C: Yes, I think that many of these boys really have anxiety, as the symptoms mimic those of anxious kids. Much anxiety stems from not having a good connection with a parent, and from anxious parents who have not dealt with their own emotional issues. Our book contains a story about the truck driver who was told that his son had ADHD. He thought that meant he needed to spend more time paying attention to him, so he picked him up before and after school, allowing him to ride on his route with him. The symptoms disappeared as the child engaged more with his dad! Now of course not all cases end this way, but it shows the power of an engaged and involved parent.
P: See my reference to the fidget factor above; we need to develop a greater tolerance for their fidgeting and for the more kinesthetic ways of learning that allow it, while also restricting screen time at home to the recommended 2 hours daily maximum, due to the links established between screen time as a toddler and ADHD later on.
What is a common problem with boys in the classroom that can be turned into an opportunity?

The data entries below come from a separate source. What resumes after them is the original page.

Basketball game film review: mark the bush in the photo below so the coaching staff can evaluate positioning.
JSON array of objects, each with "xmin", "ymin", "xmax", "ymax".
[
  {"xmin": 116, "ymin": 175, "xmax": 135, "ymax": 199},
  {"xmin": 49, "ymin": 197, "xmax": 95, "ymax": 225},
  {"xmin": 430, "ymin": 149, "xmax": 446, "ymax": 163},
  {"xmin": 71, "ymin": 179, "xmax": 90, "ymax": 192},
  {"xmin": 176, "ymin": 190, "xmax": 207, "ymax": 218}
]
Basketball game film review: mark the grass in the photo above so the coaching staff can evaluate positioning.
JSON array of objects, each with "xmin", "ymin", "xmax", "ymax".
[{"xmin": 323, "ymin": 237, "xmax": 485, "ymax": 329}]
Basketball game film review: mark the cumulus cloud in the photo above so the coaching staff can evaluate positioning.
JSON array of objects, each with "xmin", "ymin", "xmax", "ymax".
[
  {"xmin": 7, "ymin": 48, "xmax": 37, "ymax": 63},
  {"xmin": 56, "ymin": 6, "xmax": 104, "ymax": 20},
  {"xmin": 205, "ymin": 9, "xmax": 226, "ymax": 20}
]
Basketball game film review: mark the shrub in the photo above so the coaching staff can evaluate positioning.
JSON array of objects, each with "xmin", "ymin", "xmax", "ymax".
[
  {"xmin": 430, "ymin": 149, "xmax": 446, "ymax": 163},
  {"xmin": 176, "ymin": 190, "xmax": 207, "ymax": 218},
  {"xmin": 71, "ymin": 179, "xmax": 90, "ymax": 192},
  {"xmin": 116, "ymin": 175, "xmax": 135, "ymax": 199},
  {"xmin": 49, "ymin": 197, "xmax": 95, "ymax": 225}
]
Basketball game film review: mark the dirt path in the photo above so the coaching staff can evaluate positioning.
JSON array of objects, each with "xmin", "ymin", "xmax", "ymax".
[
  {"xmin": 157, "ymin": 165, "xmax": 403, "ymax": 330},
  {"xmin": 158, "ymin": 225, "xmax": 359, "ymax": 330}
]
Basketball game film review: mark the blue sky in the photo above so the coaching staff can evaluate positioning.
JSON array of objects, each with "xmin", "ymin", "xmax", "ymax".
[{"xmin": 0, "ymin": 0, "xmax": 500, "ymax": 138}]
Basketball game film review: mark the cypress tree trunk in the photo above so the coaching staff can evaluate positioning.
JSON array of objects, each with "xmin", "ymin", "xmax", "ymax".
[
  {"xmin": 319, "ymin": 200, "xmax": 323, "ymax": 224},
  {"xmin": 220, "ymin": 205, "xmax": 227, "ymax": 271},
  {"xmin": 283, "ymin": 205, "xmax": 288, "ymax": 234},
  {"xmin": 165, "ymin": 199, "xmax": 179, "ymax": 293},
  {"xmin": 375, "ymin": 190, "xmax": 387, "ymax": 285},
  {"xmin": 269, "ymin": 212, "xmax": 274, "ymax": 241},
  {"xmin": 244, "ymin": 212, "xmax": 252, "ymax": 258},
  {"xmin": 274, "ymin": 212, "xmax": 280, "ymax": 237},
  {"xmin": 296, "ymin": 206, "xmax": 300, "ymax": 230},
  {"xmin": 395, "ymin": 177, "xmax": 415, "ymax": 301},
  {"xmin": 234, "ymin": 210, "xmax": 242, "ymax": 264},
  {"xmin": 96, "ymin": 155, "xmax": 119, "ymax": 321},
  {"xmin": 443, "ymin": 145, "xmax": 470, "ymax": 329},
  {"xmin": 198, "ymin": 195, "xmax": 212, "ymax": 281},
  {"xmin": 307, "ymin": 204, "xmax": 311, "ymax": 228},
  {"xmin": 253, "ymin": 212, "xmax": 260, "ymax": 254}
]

C: They want to do more acting, kinesthetic type of things. How about starting a boys’ reading and/or writing club, where they can do those things. Encourage them to let their imaginations run. Or assign them more hand-on type of projects for telling the class what they have read. I had a boy build a whole village out of Styrofoam for a “book report” once, and my colleague, the English teacher across the hall, allowed them to dramatize their stories for the class a an option.
P: Encourage them to fidget while you read by having them build something of clay, Playdough or Legos that is related to what you’re reading about. Or create “whisper phones” for very young boys, as in plastic tubes from a hardware store with your lips at one end and his ears at the other, while reading to him. Teachers swear by it!